挂在壁上的那盏灯笼,对整个牢房来说,简直只能算是个摆设。深长的走廊,如通向地狱的甬道,潮湿幽暗,仿佛在昏昏的不明不暗的似明更暗的每一个角落里,都藏着数不清的冤魂、厉鬼。在这里,屎尿的臊臭是唯一能让人壮胆的气味。屎尿臊臭的气味证明还有人活在这里,证明这里不仅仅只有鬼魂,而且有活人,或者说,有暂时的活人。死囚牢房,是活人走向地狱的暂栖地。明白了这一点的死囚犯人,往往事先已得到解脱,没有了生的企望,也没有了死的恐惧,他们的精魂,已事先到地狱定居了。陆疤子就是这样睁着一双毫无生气的眼睛,看着蓝顶子狱吏的嘴巴在狱卒举着的灯光下一张一阖。这一张一阖的嘴巴仿佛很遥远,与他完全不相干。耳朵已失去了作用,一张一阖的嘴巴发出呼呼啦啦的响声,只有“你的堂客”四个字,是人的声音。也就是这四个字,在陆疤子已经没有生机的躯壳里注进了生气,他的耳朵开始听出蓝顶子狱吏是在对他说话。

“呃,你的堂客,听到冇呵?你的堂客来看你咧!疤子呃!你晓得的唦,古来狱不通风的呀,让你的堂客进来,本是做不得的呀,我们这是把脑壳别在裤腰带上成全你咧!你的个堂客,我看她太遭孽,我咧,也算积德,你咧,也莫想跑的心思!听到冇?我还把丑话说到前头,你的那个把兄老叫花子和一个叫王利发的剃头匠,当押头押在我那里了!当然咯,你的堂客他们也出了钱!你的哥们有义气,你咧,也莫坑他们!好了,我给你把脚上手上的家什都摘下来,把你的堂客放进来。

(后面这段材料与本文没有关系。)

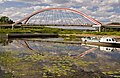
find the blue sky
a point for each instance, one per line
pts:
(104, 11)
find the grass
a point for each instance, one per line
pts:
(54, 30)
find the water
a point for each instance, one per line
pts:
(73, 27)
(34, 59)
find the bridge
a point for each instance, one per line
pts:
(57, 17)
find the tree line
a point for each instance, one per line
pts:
(5, 20)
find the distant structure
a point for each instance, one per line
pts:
(58, 17)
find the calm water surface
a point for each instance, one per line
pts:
(35, 59)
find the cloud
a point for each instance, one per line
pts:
(102, 10)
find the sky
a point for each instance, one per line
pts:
(105, 11)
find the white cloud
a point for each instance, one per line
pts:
(105, 9)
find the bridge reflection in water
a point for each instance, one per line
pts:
(99, 58)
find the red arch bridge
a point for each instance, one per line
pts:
(58, 17)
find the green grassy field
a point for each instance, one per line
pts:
(54, 30)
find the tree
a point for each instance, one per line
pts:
(5, 20)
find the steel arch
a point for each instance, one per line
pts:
(68, 9)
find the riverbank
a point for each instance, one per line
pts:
(61, 32)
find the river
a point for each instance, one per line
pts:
(22, 58)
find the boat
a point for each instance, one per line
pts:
(104, 41)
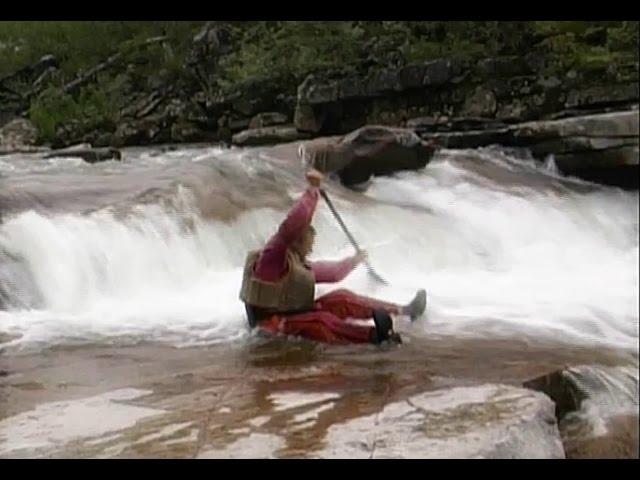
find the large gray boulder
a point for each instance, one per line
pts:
(368, 151)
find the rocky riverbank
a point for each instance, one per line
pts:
(272, 398)
(585, 115)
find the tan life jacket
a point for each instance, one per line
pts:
(293, 292)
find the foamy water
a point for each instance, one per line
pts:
(504, 249)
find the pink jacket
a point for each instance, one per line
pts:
(272, 264)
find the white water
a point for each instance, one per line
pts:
(524, 258)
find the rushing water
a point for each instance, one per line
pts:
(152, 248)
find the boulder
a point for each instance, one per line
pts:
(267, 136)
(367, 151)
(89, 155)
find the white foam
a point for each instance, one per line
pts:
(497, 259)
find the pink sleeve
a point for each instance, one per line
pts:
(272, 263)
(330, 272)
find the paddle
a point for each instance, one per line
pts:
(337, 216)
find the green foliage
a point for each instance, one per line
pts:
(281, 53)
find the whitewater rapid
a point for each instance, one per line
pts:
(504, 248)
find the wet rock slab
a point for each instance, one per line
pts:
(488, 421)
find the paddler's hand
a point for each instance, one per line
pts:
(314, 177)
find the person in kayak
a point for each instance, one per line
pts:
(278, 286)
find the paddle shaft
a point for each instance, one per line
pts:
(337, 216)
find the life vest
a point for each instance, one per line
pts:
(294, 292)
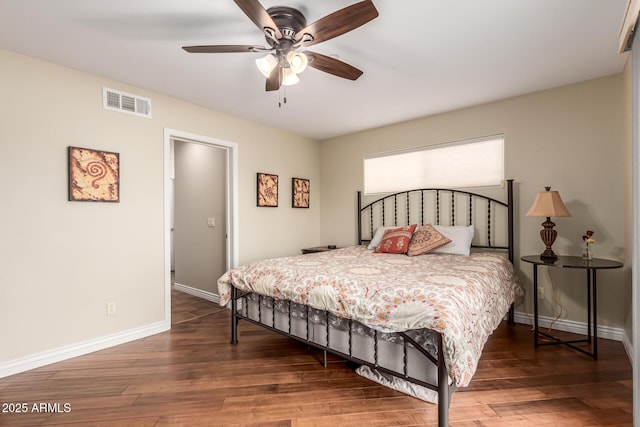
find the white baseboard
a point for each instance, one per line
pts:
(23, 364)
(209, 296)
(616, 334)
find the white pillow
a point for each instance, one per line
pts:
(460, 237)
(377, 237)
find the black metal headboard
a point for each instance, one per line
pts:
(492, 219)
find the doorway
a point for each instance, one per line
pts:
(223, 223)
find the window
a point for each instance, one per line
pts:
(471, 163)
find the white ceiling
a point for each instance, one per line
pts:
(419, 57)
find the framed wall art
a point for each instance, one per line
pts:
(267, 190)
(300, 192)
(94, 175)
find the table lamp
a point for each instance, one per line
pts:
(548, 204)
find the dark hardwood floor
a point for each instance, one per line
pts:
(192, 376)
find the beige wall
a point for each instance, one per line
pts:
(627, 305)
(63, 261)
(571, 138)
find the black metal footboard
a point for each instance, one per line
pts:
(441, 386)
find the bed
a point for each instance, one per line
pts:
(413, 323)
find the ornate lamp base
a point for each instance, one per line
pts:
(548, 236)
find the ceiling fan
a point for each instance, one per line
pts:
(286, 31)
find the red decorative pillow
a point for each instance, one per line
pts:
(396, 240)
(425, 240)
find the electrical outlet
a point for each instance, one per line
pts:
(111, 308)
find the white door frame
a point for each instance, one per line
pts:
(232, 202)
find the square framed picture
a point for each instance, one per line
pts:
(94, 175)
(300, 192)
(267, 190)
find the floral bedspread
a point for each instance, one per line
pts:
(463, 298)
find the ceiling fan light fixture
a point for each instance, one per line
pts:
(289, 78)
(297, 61)
(266, 64)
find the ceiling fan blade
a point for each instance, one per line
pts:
(258, 14)
(332, 66)
(225, 48)
(275, 79)
(337, 23)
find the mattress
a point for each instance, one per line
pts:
(463, 298)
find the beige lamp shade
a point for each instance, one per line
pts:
(548, 203)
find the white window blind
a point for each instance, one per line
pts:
(471, 163)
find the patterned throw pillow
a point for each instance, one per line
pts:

哎,伙计,我这是提着脑壳做好事咧!个把妈日的,伙计,说句你不喜欢听的话,狗日的,你有这样的个堂客,死了,也闭得上眼……”

蓝顶子狱吏像个婆婆,絮絮叨叨,边开脚镣手铐,边叽叽咕咕,他的背后,王玉霞已经止不住哭出声来。

“疤……子呃!我的个好人哦!”

“我的个亲娘呃,你小点声气叻!小点声气呀!”蓝顶子一边往外走,一边不停地朝王玉霞叮嘱。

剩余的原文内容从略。